Limit the choices your customers have to make

In my last post ‘Ignore what your customers say, and some…’ I tried to convince you that you may know more than your customers about what they actually want; and to be prepared to give them what they meant to say rather than what they actually told you.

 

Now how about you limit their options – and make them happy customers?

 

There are a lot of scientific studies on human behaviour showing that while choice and the freedom to choose are positives, too many options can create decision paralysis amongst customers, and make them feel worse off even after they choose to buy (if they choose at all).

 

Amongst the negative experiences after they purchase, customers may regret buying all together or they may think ‘What if I bought the other one instead?’

 

Dr B Schwartz in his Paradox of Choice tells of the series of experiments titled ‘When choice is demotivating’. They paint a telling picture about what happens when shoppers are face with too many options:

 

Part of the downside of abundant choice is that each new option adds to the list of trade-offs, and trade-offs have psychological consequences.
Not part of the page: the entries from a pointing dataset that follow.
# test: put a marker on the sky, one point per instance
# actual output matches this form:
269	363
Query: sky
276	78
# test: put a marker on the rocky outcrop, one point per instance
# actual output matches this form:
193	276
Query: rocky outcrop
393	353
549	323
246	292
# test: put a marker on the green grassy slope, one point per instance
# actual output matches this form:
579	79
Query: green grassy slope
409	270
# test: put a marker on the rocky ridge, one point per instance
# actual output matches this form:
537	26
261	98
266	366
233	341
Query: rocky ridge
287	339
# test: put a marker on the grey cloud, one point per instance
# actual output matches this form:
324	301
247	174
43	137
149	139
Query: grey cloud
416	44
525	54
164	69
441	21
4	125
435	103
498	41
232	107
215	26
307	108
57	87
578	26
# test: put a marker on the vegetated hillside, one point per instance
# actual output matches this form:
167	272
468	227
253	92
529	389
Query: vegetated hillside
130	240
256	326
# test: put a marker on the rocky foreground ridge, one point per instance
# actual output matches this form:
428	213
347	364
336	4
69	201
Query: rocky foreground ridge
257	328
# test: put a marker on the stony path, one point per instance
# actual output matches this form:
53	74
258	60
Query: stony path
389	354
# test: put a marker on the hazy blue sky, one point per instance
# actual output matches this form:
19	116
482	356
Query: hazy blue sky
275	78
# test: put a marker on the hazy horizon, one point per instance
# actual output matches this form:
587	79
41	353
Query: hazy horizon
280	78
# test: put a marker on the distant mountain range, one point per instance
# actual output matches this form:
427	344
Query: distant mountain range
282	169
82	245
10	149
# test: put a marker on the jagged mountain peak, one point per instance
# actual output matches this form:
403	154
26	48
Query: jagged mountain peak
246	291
The necessity of making trade-offs alters how we feel about the decisions we face; more important, it affects the level of satisfaction we experience from the decisions we ultimately make.

 

Products or services?

 

The tactics of limiting the choices available to your customers (in almost all types of business) has far more positive win-win implications than meet the eye.

 

And remember that this applies to services as well as to products. In my case, as a business results architect, I sell my clients one (tangible) outcome with only one to three options/prices.

 

I will have more to say on this topic of choice in my future posts.